松宮慎治の憂鬱

タイトルは友人が考えたもので,某アニメのことはわかりません。

家庭の学校外教育支出を支援する「スタディクーポン・イニシアティブ」に添えられた望月優大氏の文章が素晴らしい

望月優大氏の文章が素晴らしかったので,シェアします。
hirokimochizuki.hatenablog.com

自分の家はひとり親家庭でした。
相対的に言えば、貧しかったと思います。
でも、母親が踏ん張って教育の機会を与えてくれました。自分が望む全ての教育を受けさせてくれた。今思えばどうやってやりくりしたのか想像もつかないし、だからこそ本当に感謝の思いしかありません。
彼女にもらった機会のおかげで、今の自分がある。
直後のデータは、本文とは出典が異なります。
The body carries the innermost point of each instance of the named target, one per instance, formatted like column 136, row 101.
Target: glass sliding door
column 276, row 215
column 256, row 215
それは100%そうだと言える。
いま自分が、困っている人、弱っている誰かを支える人になりたい、そう思えていること、その可能性の根っこの部分に、母親のこの踏ん張りがあったことを本当に確信しています。
ただ、30も過ぎたこの歳になって思うこともあります。
この困難は、母親がたった一人で、自分の食費を削ってまで、背負わなければいけないものだったのか。
収入も少ないひとり親の母親にそこまでの負担を強いる、そんな社会で良かったのか。
そして、そうである社会を、そのまま、次の世代へと残していく。32歳にならんとする自分は、本当にそれで良いのか。

自分には,「スタディクーポン・イニシアティブ」という取組みの将来に向けた可能性については,正直判断がつきませんでした。
学校外教育支出を,公教育との兼ね合いの中でどのように考えればよいのか,というのも悩ましいところです。
しかしながら,上記の望月氏の文章からは,量は短いながらも,力強さと情熱を感じました。
この文章は,日本においては教育が限りなく私事性の高いものであり,教育をどの程度受けられるかということが,自己責任に帰結してしまっているという問題を端的に表現しています。
したがって,大学関係者の一人としてこの取組みを応援するとともに,自分は自分で別の場所で,近い問題意識をもちながら貢献したいという気持ちにさせられました。